Abstract:Objectives: Text categorization has been used in biomedical informatics for identifying documents containing relevant topics of interest. We developed a simple method that uses a chi-square-based scoring function to determine the likelihood of MEDLINE citations containing genetic relevant topic. Methods: Our procedure requires construction of a genetic and a nongenetic domain document corpus.
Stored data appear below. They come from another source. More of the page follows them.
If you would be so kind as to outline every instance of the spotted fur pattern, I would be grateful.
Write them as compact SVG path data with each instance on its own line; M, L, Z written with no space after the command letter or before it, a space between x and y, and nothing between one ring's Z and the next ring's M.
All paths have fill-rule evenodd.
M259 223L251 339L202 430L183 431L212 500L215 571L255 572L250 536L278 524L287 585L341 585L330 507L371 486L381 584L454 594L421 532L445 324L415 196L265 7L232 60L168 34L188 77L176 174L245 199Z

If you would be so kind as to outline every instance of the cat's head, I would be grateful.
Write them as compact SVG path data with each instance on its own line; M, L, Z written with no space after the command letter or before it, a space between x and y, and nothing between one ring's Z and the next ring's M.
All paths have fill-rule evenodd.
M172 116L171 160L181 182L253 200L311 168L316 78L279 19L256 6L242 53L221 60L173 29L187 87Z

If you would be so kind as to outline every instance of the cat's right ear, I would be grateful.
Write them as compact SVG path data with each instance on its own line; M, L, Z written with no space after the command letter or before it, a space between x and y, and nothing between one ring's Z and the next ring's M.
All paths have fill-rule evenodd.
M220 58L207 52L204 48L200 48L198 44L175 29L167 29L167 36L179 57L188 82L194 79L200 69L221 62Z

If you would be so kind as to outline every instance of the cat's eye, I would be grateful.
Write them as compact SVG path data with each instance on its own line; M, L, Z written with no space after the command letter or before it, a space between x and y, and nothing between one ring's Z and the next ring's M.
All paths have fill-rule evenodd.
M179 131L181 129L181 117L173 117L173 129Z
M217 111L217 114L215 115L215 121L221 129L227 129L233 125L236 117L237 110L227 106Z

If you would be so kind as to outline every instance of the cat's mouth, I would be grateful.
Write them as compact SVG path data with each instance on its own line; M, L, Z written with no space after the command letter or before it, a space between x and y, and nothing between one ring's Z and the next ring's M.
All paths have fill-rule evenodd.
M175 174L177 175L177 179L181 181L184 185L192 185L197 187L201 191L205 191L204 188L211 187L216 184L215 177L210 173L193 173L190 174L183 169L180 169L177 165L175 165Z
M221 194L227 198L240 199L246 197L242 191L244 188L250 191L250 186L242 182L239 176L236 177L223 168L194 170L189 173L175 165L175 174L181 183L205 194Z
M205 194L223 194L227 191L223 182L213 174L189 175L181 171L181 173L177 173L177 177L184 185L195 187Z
We used MeSH descriptors assigned to MEDLINE citations for this categorization task. We compared frequencies of MeSH descriptors between two corpora applying chi-square test. A MeSH descriptor was considered to be a positive indicator if its relative observed frequency in the genetic domain corpus was greater than its relative observed frequency in the nongenetic domain corpus. The output of the proposed method is a list of scores for all the citations, with the highest score given to those citations containing MeSH descriptors typical for the genetic domain. Results: Validation was done on a set of 734 manually annotated MEDLINE citations. It achieved predictive accuracy of 0.87 with 0.69 recall and 0.64 precision. We evaluated the method by comparing it to three machine learning algorithms (support vector machines, decision trees, na\"ive Bayes). Although the differences were not statistically significantly different, results showed that our chi-square scoring performs as good as compared machine learning algorithms. Conclusions: We suggest that the chi-square scoring is an effective solution to help categorize MEDLINE citations. The algorithm is implemented in the BITOLA literature-based discovery support system as a preprocessor for gene symbol disambiguation process.